Als burgerkleding werd hergebruikt in misgewaden waren de stoffen waarschijnlijk kostbaar en van uitstekende kwaliteit. Voor de kerk was immers alleen het beste goed genoeg. Sterker nog, geestelijken vonden het maar niets als de priestergewaden voor de eredienst van mindere kwaliteit waren dan de kleding die de gelovigen zelf droegen.

Afb. 1: Een galant gezelschap in een schuilkerk. Ets door Casper Jacobsz. Philips, naar een tekening van Hendrik Keun (28,3 x 37,3), 1769. Rijksmuseum Amsterdam.

Kleding maakt de man én de vrouw

In de achttiende-eeuwse maatschappij was kleding een belangrijke en onmisbare sociale marker: vermogen en maatschappelijke posities waren eraan af te lezen. Het is daarom niet verwonderlijk dat mannen en vrouwen in hoge mate hun identiteit ontleenden aan de kleding die ze droegen. Men was het aan zijn stand verplicht om in 'zondagse' kleding naar de kerk te gaan.
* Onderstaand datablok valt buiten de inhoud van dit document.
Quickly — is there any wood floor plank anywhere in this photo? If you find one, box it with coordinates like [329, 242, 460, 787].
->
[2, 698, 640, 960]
De elite droeg dan zijde.

Wie kon zich zijden kleding veroorloven?

Zijden stoffen, met hun bijzondere uitstraling en dure voorkomen, waren voorbehouden aan de regentenklasse en rijke kooplieden. Zijden kleding was kostbaar. Uit boedelbeschrijvingen en testamenten blijkt dat alleen de allerrijksten meerdere japonnen van dit materiaal in bezit hadden. Zij konden het zich immers veroorloven en waren het bovendien aan hun stand verplicht.

De ‘mooiste japon’ die per testament aan een kerk werd nagelaten zal dan ook een bijzondere waarde voor de schenkster hebben gehad. De japon stond voor haar immers symbool voor haar persoonlijkheid en maatschappelijke positie. En daarmee wenste ze ook na haar dood herinnerd te worden.

Hoe die japon er in al zijn rijkdom uitzag is achteraf moeilijk vast te stellen. Over het model is meer bekend, dit was de wijde robe à la française, waarin vele meters stof verwerkt zaten.

Afb. 2: Interieur met theedrinkend gezelschap. De dames zijn gekleed in zijden japonnen, het dienstmeisje in een rok met jak. Nicolaes Aartman; penseel in waterverf (11 x 17,2 cm), ca.1760. Rijksmuseum Amsterdam.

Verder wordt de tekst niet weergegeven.